PUBLIC Gallery’s upcoming exhibition will mark the debut of the Italian artist Matteo Cordero.
The solo exhibition will show the trajectory of Cordero’s work, especially the influence the Neo-Expressionists of the late 1970s and 1980s. Among others, the Italian Transavanguardia movement is particularly felt.
From the ‘60s the art world has seen a ‘dematerialisation’ of the work (as Lucy Lippard eloquently explained) and a move away from the traditional act of painting (think Abstract Expressionism…Pollock, and all that followed). Cordero, conversely, aims to return to the ‘old-fashioned’, somehow despised, act of painting; one that elicits emotion and meaning through the intensity of process, image and narrative.
Cordero’s debut has been initiated by Yinka Shonibare whom, last year at the MBE (RA), selected a large portrait by Cordero to be displayed in the Royal Academy of Arts Summer Exhibition.
In the new series of paintings presented for the PUBLIC gallery’s show, Cordero created haunted landscapes punctuated by everyday objects. These are simultaneously juxtaposed by strange-looking half-human, half-animal beings that are either hunters or hunted, victors or victims.
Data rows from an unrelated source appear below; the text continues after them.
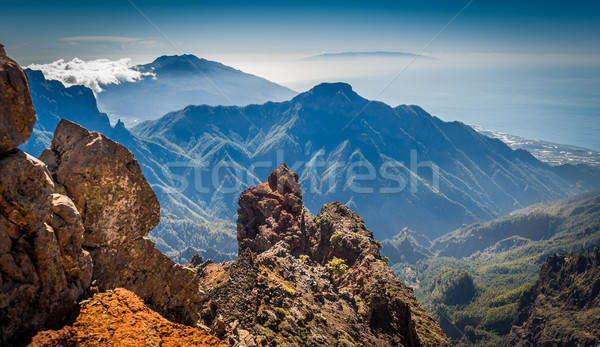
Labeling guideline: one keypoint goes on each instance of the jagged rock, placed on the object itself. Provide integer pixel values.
(272, 212)
(106, 183)
(561, 309)
(166, 286)
(43, 267)
(281, 291)
(119, 209)
(121, 318)
(17, 115)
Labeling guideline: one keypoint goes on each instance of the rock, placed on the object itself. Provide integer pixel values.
(280, 290)
(17, 115)
(43, 267)
(166, 286)
(65, 337)
(121, 318)
(561, 309)
(106, 183)
(272, 212)
(118, 209)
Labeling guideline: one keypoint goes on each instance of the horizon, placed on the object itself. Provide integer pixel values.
(507, 67)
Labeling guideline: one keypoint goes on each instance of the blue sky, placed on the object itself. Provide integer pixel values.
(41, 31)
(530, 68)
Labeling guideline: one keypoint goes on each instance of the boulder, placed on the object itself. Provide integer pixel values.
(43, 268)
(106, 183)
(17, 115)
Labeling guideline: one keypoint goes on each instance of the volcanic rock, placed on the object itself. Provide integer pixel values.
(43, 268)
(561, 309)
(17, 115)
(323, 284)
(119, 208)
(105, 182)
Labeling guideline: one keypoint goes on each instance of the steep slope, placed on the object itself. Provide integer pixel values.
(365, 154)
(499, 259)
(78, 218)
(563, 306)
(178, 81)
(184, 222)
(308, 280)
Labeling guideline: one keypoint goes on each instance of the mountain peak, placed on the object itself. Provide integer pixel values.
(337, 93)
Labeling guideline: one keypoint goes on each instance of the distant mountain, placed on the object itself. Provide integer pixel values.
(501, 259)
(377, 54)
(318, 131)
(561, 309)
(178, 81)
(548, 152)
(181, 218)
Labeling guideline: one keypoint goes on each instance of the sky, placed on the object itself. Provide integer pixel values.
(496, 60)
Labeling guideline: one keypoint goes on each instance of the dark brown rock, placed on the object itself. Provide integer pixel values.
(285, 290)
(43, 268)
(17, 115)
(272, 212)
(119, 208)
(106, 183)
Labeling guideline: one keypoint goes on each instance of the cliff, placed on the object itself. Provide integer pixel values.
(308, 280)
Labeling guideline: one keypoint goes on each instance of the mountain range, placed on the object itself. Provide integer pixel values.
(474, 279)
(173, 82)
(346, 148)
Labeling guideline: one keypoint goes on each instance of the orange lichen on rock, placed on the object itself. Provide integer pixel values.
(120, 318)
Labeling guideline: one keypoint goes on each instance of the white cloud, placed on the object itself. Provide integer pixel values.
(91, 74)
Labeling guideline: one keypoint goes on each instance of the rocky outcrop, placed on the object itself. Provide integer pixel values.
(119, 209)
(105, 182)
(120, 318)
(308, 280)
(44, 268)
(17, 116)
(561, 309)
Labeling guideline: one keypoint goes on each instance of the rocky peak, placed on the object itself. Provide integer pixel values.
(308, 280)
(272, 212)
(17, 115)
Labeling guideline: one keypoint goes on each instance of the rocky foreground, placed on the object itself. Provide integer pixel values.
(74, 258)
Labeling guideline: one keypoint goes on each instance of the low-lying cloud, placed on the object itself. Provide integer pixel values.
(92, 74)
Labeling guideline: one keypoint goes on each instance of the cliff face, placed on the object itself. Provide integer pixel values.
(80, 214)
(563, 307)
(303, 279)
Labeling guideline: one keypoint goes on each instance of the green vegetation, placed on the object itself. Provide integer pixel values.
(335, 239)
(337, 266)
(474, 294)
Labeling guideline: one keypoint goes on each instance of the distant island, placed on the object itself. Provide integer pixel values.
(381, 54)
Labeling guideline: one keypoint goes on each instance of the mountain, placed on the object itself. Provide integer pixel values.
(200, 158)
(377, 54)
(76, 267)
(181, 218)
(561, 309)
(179, 81)
(473, 277)
(349, 149)
(305, 280)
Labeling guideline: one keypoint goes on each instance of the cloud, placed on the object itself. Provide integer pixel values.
(92, 74)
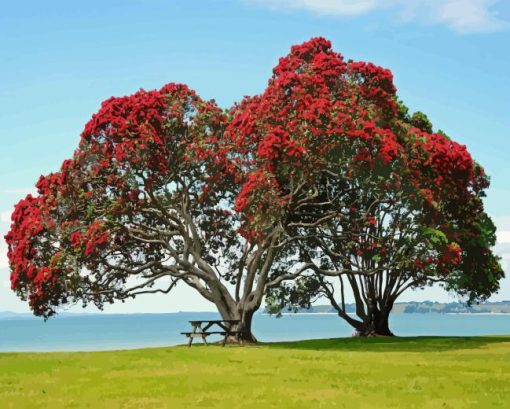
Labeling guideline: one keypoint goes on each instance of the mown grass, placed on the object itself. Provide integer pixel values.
(424, 372)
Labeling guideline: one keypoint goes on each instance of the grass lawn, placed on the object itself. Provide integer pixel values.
(424, 372)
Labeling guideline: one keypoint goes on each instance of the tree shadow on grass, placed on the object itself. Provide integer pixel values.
(394, 344)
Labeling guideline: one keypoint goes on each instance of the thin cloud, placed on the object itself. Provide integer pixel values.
(462, 16)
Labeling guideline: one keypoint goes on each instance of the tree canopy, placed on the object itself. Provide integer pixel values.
(324, 176)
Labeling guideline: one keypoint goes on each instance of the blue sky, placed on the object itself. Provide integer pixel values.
(60, 59)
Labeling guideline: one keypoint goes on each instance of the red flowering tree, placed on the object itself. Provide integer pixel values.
(377, 203)
(322, 177)
(146, 202)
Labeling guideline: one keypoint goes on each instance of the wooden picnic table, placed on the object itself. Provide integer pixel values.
(202, 329)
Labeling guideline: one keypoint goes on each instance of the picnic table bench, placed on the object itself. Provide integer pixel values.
(202, 329)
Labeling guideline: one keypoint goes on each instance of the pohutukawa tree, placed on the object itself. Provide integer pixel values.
(147, 201)
(322, 177)
(385, 206)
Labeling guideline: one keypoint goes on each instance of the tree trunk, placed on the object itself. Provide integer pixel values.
(242, 311)
(376, 324)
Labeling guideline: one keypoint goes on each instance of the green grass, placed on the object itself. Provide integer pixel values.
(424, 372)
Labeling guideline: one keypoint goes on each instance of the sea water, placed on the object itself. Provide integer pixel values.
(125, 331)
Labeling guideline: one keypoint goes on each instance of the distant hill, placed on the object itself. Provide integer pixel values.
(425, 307)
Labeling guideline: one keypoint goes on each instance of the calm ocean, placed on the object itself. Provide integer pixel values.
(106, 332)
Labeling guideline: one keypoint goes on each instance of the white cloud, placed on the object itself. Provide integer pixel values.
(463, 16)
(326, 7)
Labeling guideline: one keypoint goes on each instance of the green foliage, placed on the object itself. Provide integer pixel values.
(421, 121)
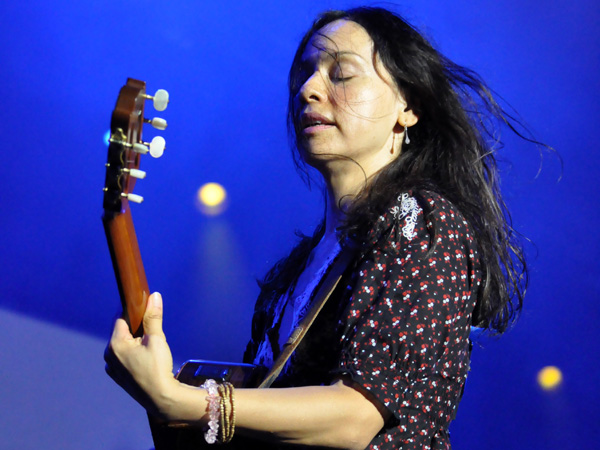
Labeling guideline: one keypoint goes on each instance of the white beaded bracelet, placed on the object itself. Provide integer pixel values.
(214, 411)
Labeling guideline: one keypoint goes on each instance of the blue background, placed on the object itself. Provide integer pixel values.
(225, 65)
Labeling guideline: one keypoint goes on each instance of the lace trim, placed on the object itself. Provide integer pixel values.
(408, 210)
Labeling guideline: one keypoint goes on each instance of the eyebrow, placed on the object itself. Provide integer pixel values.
(335, 54)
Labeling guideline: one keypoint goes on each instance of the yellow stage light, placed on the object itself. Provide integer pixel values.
(549, 378)
(211, 198)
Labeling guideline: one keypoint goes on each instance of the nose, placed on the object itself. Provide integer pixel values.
(313, 89)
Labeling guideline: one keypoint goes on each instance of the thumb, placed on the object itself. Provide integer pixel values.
(153, 315)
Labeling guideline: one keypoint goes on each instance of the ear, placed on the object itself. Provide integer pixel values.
(407, 118)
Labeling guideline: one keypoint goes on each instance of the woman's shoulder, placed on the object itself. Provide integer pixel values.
(417, 212)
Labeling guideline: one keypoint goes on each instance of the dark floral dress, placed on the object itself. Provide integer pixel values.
(398, 324)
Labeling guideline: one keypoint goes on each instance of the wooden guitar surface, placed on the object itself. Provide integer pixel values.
(122, 169)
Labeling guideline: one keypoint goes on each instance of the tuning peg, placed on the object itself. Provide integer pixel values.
(157, 122)
(136, 173)
(160, 99)
(141, 148)
(157, 147)
(133, 198)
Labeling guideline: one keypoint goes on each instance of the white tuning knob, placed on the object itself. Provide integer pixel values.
(133, 198)
(157, 147)
(158, 123)
(160, 100)
(136, 173)
(140, 148)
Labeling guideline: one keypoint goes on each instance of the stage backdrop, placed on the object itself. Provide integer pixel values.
(225, 65)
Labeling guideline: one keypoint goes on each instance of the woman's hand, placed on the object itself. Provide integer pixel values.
(144, 366)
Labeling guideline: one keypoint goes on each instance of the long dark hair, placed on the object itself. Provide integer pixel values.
(451, 152)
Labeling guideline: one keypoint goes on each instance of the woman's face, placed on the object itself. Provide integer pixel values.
(347, 104)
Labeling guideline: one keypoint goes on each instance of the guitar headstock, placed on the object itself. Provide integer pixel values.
(122, 170)
(126, 145)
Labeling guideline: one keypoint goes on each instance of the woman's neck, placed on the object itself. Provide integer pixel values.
(341, 191)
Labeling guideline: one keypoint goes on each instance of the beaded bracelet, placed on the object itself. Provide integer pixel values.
(214, 402)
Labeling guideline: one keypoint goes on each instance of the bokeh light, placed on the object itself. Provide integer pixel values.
(550, 378)
(212, 198)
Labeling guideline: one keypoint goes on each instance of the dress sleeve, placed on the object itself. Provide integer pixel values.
(406, 326)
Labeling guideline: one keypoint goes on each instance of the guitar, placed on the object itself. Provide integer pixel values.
(125, 150)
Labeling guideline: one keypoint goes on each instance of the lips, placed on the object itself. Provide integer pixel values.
(314, 121)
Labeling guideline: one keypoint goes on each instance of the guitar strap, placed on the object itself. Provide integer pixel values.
(325, 290)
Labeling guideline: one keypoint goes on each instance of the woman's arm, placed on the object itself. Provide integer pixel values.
(341, 415)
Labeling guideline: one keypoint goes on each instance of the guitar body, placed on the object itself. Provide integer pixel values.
(122, 170)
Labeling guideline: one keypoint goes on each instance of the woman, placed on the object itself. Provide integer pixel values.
(411, 191)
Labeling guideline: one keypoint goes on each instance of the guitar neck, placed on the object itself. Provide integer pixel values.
(128, 266)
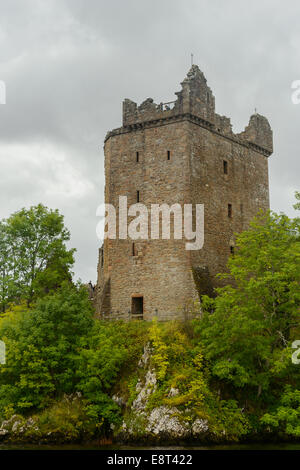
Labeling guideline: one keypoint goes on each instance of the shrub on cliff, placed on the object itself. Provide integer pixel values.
(247, 330)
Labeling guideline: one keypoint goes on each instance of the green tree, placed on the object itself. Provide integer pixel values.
(33, 252)
(42, 346)
(254, 319)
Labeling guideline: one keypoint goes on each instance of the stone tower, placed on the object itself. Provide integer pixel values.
(179, 152)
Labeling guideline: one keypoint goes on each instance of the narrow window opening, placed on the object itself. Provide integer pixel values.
(137, 306)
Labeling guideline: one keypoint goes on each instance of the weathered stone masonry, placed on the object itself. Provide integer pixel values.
(180, 152)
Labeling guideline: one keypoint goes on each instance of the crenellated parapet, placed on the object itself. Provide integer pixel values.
(258, 132)
(195, 102)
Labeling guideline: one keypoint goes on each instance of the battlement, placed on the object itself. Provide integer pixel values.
(195, 102)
His aim was not to document reality, offering realistic and detailed landscapes. He sought, instead, to capture the essence of experience, the deepest soul of our environment. His paintings belong more to a crude Surrealism, or a frank and less poeticised Romanticism, than to the academic landscape genre.
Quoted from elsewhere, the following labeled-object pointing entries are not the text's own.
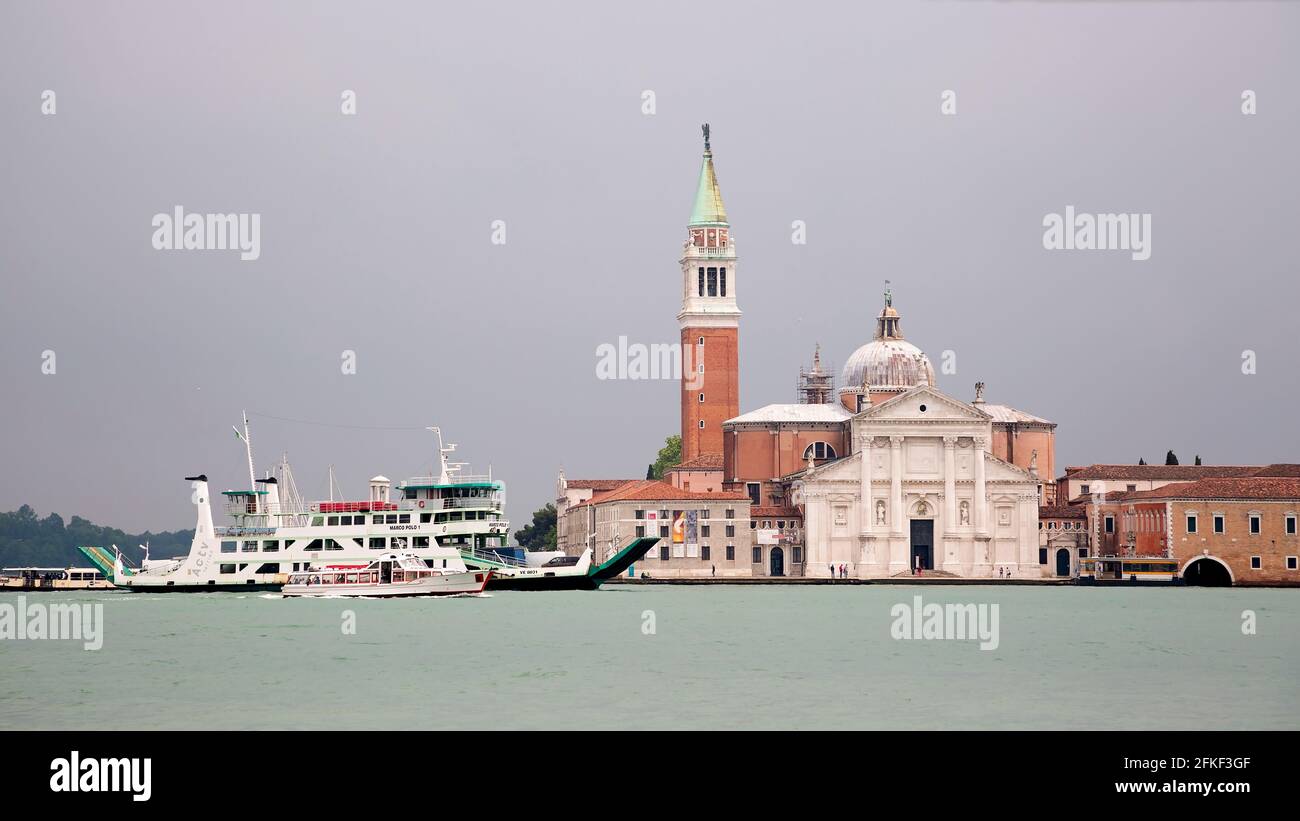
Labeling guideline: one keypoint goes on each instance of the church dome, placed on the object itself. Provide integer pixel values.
(888, 363)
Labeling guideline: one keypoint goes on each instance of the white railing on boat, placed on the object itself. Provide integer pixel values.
(482, 478)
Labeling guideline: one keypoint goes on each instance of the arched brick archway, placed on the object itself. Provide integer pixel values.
(1207, 572)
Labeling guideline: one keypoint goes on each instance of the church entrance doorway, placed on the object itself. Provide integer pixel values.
(1062, 561)
(923, 544)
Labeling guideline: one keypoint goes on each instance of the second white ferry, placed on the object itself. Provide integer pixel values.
(274, 533)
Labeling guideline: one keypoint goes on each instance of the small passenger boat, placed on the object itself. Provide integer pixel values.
(390, 576)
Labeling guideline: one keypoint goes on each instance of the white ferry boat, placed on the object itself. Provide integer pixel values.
(395, 574)
(274, 534)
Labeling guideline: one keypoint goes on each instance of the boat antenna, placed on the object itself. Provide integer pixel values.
(334, 485)
(446, 468)
(246, 438)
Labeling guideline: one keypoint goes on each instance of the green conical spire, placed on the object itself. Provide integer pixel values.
(709, 198)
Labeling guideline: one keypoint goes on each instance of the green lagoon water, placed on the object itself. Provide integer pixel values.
(720, 657)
Cordero’s paintings refer to the elemental forces of the surrounding environment and the unearthly spirit that animates them. They are expressions but not literal renditions of the farmlands and hills around the Northern Italian comune Mondovì where he was born.
The final impression is a joyous one. Yet, the frank and voluntary childishness that pervades all of the works creates a certain feeling of the uncanny. Nostalgia for a lost past, or for the artist’s distant roots and origins, is everywhere perceived. One of his boys is reaching for an impossible door, too big to fit in; while another is saying goodbye to his native landscape.
The uncanny was thought by Freud as ‘nothing else than a hidden, familiar thing that has undergone repression and then emerged from it.’ It is seen, therefore, as something that should better remain hidden and repressed, in order not to create a misbalance and a trauma in our psyche. Nevertheless, in Cordero, the uncanny neither transforms into dry sentimentalism nor is it feared and despised.
All of the figures, in fact, maintain their child-like aesthetic as a creative power. Bold, chunky lines delineate the boyish characters. Utterly non-proportional scale characterizes the various fragments in the painting, with huge, Disney-like and clownish hands counterpointed by smaller heads. The thick and heavy contours also find their visual precedent in Picasso. The surreal colours and proportions, made up in the artist’s imaginary world, call to mind a Cezanne, or a Matisse (although without its dreamy, pastel palette).